Una primera consulta sobre paisajismo o diseño de exteriores puede marcar la diferencia entre un proyecto que avanza con claridad y otro que se empantana en dudas. Saber qué llevar y qué preguntar ayuda a aprovechar el tiempo del especialista y a obtener un presupuesto más preciso desde el inicio.
Documentación del terreno
Antes de la reunión, conviene reunir planos catastrales, fotografías actuales del jardín o parcela, y cualquier registro de servicios subterráneos (agua, electricidad, gas). Si la propiedad tiene más de una hectárea, un croquis con las dimensiones aproximadas y los puntos cardinales ayuda a entender la exposición solar.
Lista de necesidades y deseos
Anotá qué usos querés darle al espacio: zona de juegos, huerta, sendero peatonal, área de descanso con sombra, muro verde. También es útil mencionar las especies que ya están plantadas y si pensás conservarlas. Cuanto más concreto sea el pedido, más ajustada será la propuesta.
Condiciones del suelo y clima local
Si ya hiciste un análisis de pH o drenaje, llevá los resultados. En zonas costeras, la salinidad y los vientos dominantes influyen en la selección de especies. Comentar las heladas tardías o los períodos de sequía ayuda a elegir plantas nativas resistentes.
Presupuesto y plazos
No hace falta tener una cifra exacta, pero sí un rango realista. Indicá si preferís ejecutar todo de una vez o por etapas.

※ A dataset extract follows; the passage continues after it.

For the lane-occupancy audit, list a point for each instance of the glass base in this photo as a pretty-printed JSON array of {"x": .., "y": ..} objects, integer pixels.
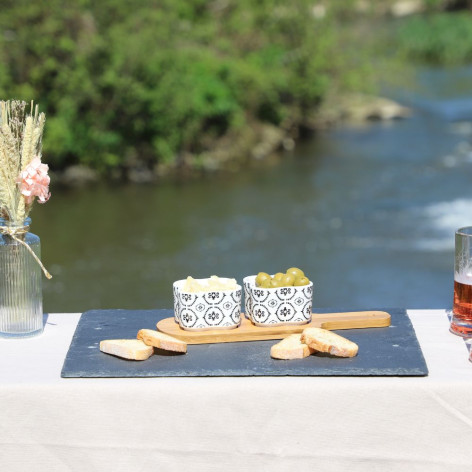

También aclará si hay fechas límite (eventos, estaciones de siembra) para que el plan se ajuste al calendario.
Con esta información, la primera consulta se convierte en una conversación productiva y el especialista puede ofrecer un diagnóstico más certero. El siguiente paso suele ser una visita al terreno para tomar medidas y verificar las condiciones in situ.